When I arrived at the Yoga Sanctuary, it felt like a cross between a yoga session and a slumber party. Most people were sitting or lying on yoga mats with bolsters, blankets, and pillows (some of which had been brought from home!)
Austin was set up at the front of the room with his bowls, a Buddha and some candles, and his mother Jennie was seated at a xylophone off to the side. Austin, a retired corporate chef who turned in his mixing bowls for healing bowls, began the evening with a short talk about the "language of the bowls." The concert would start with the crystal bowls, which emit a "high, angelic vibration" that is used to clear the negative energy in the room. He would then move on to the Tibetan bowls, which are the healers. He explained that Tibetan bowls can be placed on and around your body and be played to return your body to a state of harmony. The harmonic tones of the bowls are apparently stronger than any pain that the body can hold onto. Austin interjected humor into the description of what the evening held for us so I didn't feel too much like I had somehow stumbled into the twilight zone. He then dimmed the lights and encouraged us to get into comfortable positions so we could let the bowls perform their magic.

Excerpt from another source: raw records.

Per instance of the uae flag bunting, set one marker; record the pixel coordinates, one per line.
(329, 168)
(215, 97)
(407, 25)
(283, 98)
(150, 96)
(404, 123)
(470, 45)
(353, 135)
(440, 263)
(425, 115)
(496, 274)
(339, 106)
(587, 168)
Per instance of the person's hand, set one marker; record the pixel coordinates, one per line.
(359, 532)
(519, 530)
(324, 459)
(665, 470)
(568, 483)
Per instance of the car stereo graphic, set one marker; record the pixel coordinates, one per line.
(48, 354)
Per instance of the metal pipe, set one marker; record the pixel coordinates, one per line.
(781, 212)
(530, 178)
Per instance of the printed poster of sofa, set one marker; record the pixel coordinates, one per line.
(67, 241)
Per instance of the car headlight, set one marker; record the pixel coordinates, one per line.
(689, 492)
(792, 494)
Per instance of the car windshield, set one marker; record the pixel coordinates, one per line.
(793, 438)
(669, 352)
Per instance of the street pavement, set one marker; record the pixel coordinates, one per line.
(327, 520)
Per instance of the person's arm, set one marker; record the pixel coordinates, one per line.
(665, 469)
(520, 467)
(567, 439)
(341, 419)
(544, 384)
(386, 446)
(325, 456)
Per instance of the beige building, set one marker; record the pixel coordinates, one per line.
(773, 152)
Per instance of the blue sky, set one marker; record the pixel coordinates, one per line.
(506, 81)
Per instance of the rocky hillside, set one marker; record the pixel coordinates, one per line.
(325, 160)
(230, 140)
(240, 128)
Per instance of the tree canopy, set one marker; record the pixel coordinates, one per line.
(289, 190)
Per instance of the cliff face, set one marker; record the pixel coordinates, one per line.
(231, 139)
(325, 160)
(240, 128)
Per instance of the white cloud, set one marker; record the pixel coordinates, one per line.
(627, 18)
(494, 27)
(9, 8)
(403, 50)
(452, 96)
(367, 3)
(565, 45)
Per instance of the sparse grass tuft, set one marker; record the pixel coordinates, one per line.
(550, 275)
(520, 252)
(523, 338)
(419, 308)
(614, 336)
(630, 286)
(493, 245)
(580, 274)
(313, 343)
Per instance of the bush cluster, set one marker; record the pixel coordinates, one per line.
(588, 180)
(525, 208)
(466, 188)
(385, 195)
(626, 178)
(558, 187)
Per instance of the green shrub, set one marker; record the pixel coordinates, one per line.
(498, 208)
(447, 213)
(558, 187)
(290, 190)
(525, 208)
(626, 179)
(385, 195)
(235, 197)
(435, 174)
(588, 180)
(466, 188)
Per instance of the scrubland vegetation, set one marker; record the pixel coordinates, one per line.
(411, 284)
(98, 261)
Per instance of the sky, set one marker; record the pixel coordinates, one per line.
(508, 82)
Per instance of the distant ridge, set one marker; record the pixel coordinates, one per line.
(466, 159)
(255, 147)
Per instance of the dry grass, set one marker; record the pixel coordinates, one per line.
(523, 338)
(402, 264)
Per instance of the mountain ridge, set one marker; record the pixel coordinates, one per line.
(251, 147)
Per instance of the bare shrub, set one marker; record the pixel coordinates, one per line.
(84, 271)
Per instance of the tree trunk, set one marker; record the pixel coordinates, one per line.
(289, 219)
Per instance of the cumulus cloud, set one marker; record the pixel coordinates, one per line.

I'll admit to a healthy dose of skepticism, but I laid down on my mat and tried to open myself up for the experience. When Austin started playing, I can only describe the sounds as ethereal and shimmering. Austin primarily used cushioned mallets of different sizes to strike and stroke the bowls but he also used a bow (like what is used to play the violin) and his own voice. (I generally liked the chanting but when he "sang" in a low voice directly into a Tibetan bowl the sound was a bit creepy.)
He also incorporated little cymbals and what looked to be Native American rainsticks (the sound of which was incredibly relaxing.) Mom Jennie periodically played her xylophone.

For the first few minutes, I kept peeking to see how he was creating this music. I then gave up on this and tried to just relax. It seemed like only a few minutes had passed when he told us that he was going to finish the concert with a "healing bowl ceremony." I felt physically unable to open my eyes so I can't report on what this involved.

Once most of the audience was back in an upright position, Austin asked for a guinea pig. Nobody put up their hand (probably because that would have required too much energy!) so he pointed to me and asked if I had any lingering discomfort in my body. I didn't want to admit that I hadn't been able to quiet the "monkey chatter" in my head, so I said that my shoulders were still tight. He came over with a large bowl and asked if he could put it on my head. (He commented that it would look pretty hilarious and that it was too bad nobody had an iPhone, at which point Bonnie whipped hers out to snap a couple of shots.)
The bowl was very heavy, and he stroked it with a mallet and gently hit it a few times. I could feel the vibrations run through my entire body. Once he removed the bowl, he asked me if I felt better and I literally could not put a sentence together. My shoulders still felt a bit tight, but my mind had been emptied of all its noise. He did a couple of other demonstrations of using the bowls to alleviate pain and, with that, the evening was over.

It's hard to describe how relaxed and peaceful I felt the rest of the evening. It was the feeling you get when you have a really, really good massage and you slither off the massage table in a noodle-like state. You can check out a short performance by Austin on YouTube by googling "Robert Austin Crystal Bowl Sound Healer." (It has now been bookmarked as one of my favorites!) All I can say is that I left feeling that I had been on a magical, mystery tour. Not a bad way to feel going into the hectic holiday season!

1 comment:

  1. Hi!
    Any chance you could tell me where Jennie's xylophone is from please?